Potential roles of noncoding RNAs in environmental epigenetic transgenerational inheritance

Abstract

"Epigenetic transgenerational inheritance" (ETI) has been defined as germline (sperm or egg) transmission of epigenetic information between generations in the absence of direct exposures or genetic manipulations. Among reported cases of ETI in mammals, the majority are induced by environmental factors, including environmental toxicants [e.g. agricultural fungicide vinclozolin, plastic additive bisphenol A, pesticide methoxychlor, dioxin, di-(2-ethylhexyl) phthalate, dichlorodiphenyltrichloroethane, and hydrocarbons] and poor nutritional conditions. Although the ETI phenomenon is well established, the underlying mechanism remains elusive. Putative epimutations, including changes in DNA methylation and histone modification patterns, have been reported, but it remains unclear how these epimutations are formed in the first place, and how they are memorized in the germline and then get transmitted to subsequent generations. Based on recent advances in our understanding of regulatory noncoding RNAs (ncRNAs), I propose that ncRNAs are involved in ETI, during both the initial epimutation formation and the subsequent germline transmission of epimutations. ncRNAs can function at epigenetic levels by affecting DNA methylation and histone modifications, thereby changing gene transcriptional activities, which can lead to an altered mRNA transcriptome associated with a disease phenotype. Alternatively, novel or altered ncRNA expression can cause dysregulated post-transcriptional regulation, thus directly affecting the mRNA transcriptome and inducing a disease phenotype. Sperm-borne ncRNAs are potential mediators for epigenetic memory across generations, but they alone may not be sufficient for stable transmission of epimutations across generations. Overall, research on ncRNAs in the context of ETI is urgently needed to shed light on the underlying mechanism of ETI.

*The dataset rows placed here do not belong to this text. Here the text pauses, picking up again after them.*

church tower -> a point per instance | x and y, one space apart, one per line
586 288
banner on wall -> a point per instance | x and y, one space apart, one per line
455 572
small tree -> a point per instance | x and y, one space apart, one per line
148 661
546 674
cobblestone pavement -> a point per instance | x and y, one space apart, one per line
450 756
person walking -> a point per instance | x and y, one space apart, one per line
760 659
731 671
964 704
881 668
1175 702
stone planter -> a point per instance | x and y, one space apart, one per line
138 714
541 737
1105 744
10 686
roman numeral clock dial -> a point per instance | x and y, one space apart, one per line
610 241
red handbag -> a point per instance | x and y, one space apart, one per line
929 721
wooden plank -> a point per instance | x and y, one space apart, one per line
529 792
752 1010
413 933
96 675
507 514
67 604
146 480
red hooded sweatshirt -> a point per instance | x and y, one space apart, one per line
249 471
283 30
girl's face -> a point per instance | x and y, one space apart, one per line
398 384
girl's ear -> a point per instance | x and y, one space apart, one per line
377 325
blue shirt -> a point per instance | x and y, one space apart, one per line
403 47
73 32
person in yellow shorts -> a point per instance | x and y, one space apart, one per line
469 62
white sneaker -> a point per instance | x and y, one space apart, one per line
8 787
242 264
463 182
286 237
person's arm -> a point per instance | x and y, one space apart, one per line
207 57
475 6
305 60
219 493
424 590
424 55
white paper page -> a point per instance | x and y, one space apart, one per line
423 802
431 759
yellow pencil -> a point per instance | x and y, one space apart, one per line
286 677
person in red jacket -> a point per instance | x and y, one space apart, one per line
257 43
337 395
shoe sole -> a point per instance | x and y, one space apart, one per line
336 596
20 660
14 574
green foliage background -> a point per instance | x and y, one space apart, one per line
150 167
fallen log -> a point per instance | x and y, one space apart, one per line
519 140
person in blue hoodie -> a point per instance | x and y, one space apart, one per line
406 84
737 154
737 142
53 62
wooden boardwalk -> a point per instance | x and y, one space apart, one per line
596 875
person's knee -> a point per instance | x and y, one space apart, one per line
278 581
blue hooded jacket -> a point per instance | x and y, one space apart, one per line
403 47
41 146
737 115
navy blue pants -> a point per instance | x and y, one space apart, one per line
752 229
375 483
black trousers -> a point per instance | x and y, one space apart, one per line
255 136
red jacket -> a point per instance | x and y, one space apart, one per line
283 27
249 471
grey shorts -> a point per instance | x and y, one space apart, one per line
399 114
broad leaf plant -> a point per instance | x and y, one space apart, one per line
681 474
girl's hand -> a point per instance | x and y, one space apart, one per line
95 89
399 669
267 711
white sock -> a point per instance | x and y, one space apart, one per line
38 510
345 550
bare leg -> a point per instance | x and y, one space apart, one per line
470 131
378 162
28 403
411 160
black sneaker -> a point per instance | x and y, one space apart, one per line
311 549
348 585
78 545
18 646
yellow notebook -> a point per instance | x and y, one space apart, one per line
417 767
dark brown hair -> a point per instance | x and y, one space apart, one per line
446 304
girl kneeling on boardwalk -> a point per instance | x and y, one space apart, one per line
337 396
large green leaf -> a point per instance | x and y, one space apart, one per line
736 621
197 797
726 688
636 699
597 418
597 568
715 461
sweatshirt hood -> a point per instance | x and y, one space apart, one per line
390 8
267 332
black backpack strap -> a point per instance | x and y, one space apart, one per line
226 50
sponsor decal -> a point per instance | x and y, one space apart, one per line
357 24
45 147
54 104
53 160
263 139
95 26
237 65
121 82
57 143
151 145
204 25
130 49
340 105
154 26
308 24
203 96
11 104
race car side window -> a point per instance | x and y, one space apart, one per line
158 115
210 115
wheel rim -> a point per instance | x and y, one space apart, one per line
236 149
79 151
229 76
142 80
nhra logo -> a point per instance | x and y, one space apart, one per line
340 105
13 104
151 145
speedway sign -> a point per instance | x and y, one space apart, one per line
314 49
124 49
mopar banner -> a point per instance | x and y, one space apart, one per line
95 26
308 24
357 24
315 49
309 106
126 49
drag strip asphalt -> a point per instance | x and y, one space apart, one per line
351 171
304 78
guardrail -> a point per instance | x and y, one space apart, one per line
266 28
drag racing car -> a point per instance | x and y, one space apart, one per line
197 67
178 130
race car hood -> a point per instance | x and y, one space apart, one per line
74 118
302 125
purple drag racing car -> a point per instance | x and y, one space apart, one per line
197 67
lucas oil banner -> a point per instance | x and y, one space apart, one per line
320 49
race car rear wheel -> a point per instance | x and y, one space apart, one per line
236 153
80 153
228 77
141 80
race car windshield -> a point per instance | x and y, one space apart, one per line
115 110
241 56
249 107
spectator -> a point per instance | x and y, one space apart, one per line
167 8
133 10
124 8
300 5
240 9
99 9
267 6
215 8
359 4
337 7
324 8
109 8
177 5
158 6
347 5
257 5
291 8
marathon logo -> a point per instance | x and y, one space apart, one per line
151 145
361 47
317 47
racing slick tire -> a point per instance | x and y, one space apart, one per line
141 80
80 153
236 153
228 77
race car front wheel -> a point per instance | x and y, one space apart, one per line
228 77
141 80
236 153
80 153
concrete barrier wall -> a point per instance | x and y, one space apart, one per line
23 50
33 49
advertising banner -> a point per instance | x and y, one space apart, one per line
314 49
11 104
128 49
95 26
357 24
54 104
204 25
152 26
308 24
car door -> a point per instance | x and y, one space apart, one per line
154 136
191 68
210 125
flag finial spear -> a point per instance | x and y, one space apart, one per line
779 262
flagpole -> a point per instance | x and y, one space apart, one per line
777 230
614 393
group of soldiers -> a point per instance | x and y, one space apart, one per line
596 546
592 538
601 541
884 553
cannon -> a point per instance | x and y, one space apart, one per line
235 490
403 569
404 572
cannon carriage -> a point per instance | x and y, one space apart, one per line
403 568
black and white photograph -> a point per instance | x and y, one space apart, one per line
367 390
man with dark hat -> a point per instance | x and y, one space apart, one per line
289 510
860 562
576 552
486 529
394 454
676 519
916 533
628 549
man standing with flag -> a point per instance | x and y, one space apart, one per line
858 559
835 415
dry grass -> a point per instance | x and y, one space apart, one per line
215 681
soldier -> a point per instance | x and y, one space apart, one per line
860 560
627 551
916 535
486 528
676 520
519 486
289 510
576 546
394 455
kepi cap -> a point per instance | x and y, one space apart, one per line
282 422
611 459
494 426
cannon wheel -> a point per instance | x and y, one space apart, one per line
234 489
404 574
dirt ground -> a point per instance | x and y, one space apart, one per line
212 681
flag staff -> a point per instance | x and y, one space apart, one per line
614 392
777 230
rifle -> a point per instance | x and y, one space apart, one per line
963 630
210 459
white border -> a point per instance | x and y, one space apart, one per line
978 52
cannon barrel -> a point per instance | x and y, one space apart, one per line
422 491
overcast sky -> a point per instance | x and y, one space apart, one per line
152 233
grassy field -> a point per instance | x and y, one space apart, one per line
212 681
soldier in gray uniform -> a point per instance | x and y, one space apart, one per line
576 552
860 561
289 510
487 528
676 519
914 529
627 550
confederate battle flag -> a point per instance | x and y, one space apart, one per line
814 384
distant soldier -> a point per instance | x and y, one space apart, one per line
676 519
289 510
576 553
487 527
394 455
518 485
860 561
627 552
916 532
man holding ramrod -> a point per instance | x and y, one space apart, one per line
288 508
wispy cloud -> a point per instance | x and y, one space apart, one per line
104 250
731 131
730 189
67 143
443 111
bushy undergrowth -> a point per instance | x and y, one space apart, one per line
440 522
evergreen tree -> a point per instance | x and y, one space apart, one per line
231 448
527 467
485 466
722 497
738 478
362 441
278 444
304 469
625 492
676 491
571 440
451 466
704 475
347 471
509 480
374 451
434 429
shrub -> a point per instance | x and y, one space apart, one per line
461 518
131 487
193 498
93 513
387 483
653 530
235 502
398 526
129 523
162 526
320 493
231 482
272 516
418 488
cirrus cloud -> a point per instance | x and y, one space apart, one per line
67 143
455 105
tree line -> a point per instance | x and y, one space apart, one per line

Keywords: Disease etiology; Environment; Epigenetics; Gamete; Genetics; Inheritance.

Fig. 1

Schematic illustration showing the two global reprogramming events during murine development. Relative genomic methylation levels are represented on the vertical axis, whereas key stages of preimplantation and fetal germ cell development are shown on the horizontal axis. Blue and red lines denote the paternal and the maternal genomes, respectively. Dash lines represent the progression of demethylation. “dpc” stands for “days post-cotium”. This figure is adapted from (Bao and Yan, 2012).

Fig. 2

Schematic presentation of vinclozolin-induced transgenerational epigenetic inheritance of the adult onset disease phenotype. When a gestating rat (F0) is exposed to vinclozolin in the time window of primordial germ cell (PGC) reprogramming (E10.5–E13.5), epimutations [e.g. altered DNA methylation leading to the formation of differential methylation regions (DMRs)] arise and persist throughout spermatogenesis in F1 and also the post-fertilization global reprogramming in F2 embryos. These epimutations can directly cause aberrant expression of many mRNA genes, or indirectly affect mRNA expression by altering ncRNA expression. Dysregulated mRNA transcriptome results in different adult onset diseases in various organs. Epimutations and the disease phenotype can then be stably transmitted through the male germline, to not only the exposed generations (F1 and F2), but also subsequent generations that have never been exposed to vinclozolin (F3, F4, and beyond).

Fig. 3

Two potential mechanisms by which ncRNAs are involved in distal effects of differential DNA methylation regions (DMRs) on expression of multiple genes constituting an epigenetic control region (ECR). Upper panel: Environmental factors (e.g. vinclozolin) cause primary DNA methylation changes (DMRs), which, in turn, affect the expression of ncRNAs that are adjacent to the DMRs. Altered ncRNA expression then affects the expression of their target genes located distally. Lower panel: Alternatively, environmental factors (e.g. vinclozolin) can directly affect the production of ncRNAs, especially those large intergenic noncoding RNAs (lincRNAs), which are essential for sequence-specific DNA methylation (e.g. H19 lincRNA for the imprinting of H19 locus) and chromatin remodeling (e.g. HOTAIR for the epigenetic control of the Hox gene cluster). Aberrant ncRNA production leads to altered DNA methylation patterns manifested as DMRs which, in turn, affect expression of multiple mRNA genes located throughout the genome.

Fig. 4

Schematic illustration of a potential mechanism by which sperm-borne ncRNAs mediate transgenerational epigenetic inheritance. In this model, sperm-borne ncRNAs are released during paternal chromatin decondensation. In the subsequent reprogramming of the preimplantation embryos, these paternal ncRNAs may function as the “sequence guide” to direct epigenetic machineries for DNA methylation, histone modification and chromatin remodeling to set up the epigenome of the early embryo. Some, if not all, of these ncRNA-mediated epigenetic marks may possess features of those imprinted loci, and thus, can avoid erasure during the 2nd round of reprogramming in the male germline, leading to transgenerational inheritance. The key in this model is that the ncRNAs are required for reprogramming.